The Ambiguous Case: Determining the Number of Solutions
As documented in the Rochester Institute of Technology's Ambiguous Triangles reference sheet, the number of valid triangles depends on the altitude h = b × sin A and the relative magnitudes of a, b, and h. Understanding these conditions before calculating prevents misinterpretation of results.
When Angle A Is Acute (A < 90°)
- a < h: No triangle exists — side a is too short to reach the opposite baseline, so no valid triangle closes.
- a = h: Exactly one right triangle exists, with angle B = 90°.
- h ≤ a < b: Two distinct triangles exist — the classic ambiguous case where both B₁ and B₂ are valid.
- a ≥ b: Exactly one triangle exists; B₂ would push the angle sum past 180°, so only B₁ is valid.
When Angle A Is Obtuse or Right (A ≥ 90°)
- a ≤ b: No triangle exists — a side opposite an obtuse angle must be the longest side.

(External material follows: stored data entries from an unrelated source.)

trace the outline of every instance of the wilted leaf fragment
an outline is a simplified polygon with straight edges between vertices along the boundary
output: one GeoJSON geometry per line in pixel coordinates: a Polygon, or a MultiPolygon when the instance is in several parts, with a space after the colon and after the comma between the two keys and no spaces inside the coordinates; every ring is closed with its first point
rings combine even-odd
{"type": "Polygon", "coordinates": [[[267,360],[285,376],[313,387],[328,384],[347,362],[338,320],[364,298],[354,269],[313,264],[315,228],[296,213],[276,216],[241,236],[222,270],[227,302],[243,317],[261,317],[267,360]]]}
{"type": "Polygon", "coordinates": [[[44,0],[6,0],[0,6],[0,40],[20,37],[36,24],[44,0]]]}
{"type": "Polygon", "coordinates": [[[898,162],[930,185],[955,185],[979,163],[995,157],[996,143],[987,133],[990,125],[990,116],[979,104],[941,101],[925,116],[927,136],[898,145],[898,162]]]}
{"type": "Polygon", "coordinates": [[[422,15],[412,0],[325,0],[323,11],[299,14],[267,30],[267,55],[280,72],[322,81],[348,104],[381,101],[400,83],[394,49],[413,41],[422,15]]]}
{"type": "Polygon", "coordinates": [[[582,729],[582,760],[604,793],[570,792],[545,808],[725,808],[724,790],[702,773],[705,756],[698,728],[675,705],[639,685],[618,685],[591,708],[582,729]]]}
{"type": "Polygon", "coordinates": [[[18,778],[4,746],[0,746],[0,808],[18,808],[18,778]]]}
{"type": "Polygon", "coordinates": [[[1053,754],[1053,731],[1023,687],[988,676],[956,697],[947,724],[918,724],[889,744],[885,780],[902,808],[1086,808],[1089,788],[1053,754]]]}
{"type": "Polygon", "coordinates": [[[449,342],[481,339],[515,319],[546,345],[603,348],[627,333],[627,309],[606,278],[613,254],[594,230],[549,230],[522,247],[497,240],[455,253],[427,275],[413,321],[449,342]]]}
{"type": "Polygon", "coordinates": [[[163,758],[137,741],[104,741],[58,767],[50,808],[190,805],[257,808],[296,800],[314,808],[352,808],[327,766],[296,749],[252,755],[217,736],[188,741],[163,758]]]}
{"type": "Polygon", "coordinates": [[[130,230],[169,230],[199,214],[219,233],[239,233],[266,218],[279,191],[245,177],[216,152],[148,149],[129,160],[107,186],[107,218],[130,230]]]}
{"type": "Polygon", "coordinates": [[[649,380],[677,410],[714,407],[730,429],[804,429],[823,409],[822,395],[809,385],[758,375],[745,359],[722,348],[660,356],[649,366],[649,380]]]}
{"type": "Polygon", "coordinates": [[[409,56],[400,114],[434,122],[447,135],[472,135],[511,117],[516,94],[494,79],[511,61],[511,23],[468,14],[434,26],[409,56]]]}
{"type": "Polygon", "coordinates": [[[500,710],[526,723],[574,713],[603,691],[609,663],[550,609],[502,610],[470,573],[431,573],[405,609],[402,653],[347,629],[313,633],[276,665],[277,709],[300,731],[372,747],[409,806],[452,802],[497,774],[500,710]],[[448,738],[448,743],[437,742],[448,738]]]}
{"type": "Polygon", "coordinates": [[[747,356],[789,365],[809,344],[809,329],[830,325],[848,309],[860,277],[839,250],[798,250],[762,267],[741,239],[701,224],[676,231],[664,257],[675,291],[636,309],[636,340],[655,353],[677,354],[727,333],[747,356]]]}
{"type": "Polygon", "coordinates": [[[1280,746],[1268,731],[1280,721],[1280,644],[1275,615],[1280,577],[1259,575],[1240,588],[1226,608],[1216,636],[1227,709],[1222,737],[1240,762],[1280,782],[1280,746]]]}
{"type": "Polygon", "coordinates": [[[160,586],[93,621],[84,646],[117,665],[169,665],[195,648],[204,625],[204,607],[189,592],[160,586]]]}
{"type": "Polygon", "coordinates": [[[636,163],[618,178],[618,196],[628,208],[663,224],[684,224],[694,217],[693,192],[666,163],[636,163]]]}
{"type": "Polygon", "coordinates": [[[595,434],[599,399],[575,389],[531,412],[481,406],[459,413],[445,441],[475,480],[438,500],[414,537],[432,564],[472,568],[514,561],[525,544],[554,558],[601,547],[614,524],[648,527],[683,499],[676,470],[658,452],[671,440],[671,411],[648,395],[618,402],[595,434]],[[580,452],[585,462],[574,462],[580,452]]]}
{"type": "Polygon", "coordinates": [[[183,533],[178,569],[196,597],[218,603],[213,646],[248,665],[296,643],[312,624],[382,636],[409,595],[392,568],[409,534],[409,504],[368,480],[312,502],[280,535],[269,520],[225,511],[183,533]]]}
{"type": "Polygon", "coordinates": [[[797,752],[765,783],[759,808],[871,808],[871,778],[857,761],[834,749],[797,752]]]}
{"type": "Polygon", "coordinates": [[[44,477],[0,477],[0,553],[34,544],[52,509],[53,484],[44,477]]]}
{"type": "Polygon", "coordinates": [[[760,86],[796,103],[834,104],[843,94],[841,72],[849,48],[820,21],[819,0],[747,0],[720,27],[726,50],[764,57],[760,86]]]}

- a > b: Exactly one triangle exists and B₁ is the unique valid solution.
Worked Example
Given a = 10, b = 14, and A = 35°, first compute sin B:
sin B = (14 × sin 35°) / 10 = (14 × 0.5736) / 10 ≈ 0.8030
First branch: B₁ = arcsin(0.8030) ≈ 53.5°, giving C₁ = 180° − 35° − 53.5° = 91.5° (valid, C₁ > 0°).
Second branch: B₂ = 180° − 53.5° = 126.5°, giving C₂ = 180° − 35° − 126.5° = 18.5° (also valid). Both triangles exist for these inputs, illustrating the two-solution ambiguous case.
Practical Applications
Land surveyors apply SSA calculations when measuring parcels across rivers or structures where direct access is impossible — two distances and one remote angle are measurable, but the included angle is not. Maritime and aerial navigation systems use the Law of Sines for bearing and course corrections when two waypoint distances and a departure angle are known. Structural engineers apply SSA geometry to analyze cable-stayed bridge and roof-truss configurations, and astronomers use the same framework for stellar parallax measurements where two baseline distances and one observation angle define the geometry without a direct distance reading.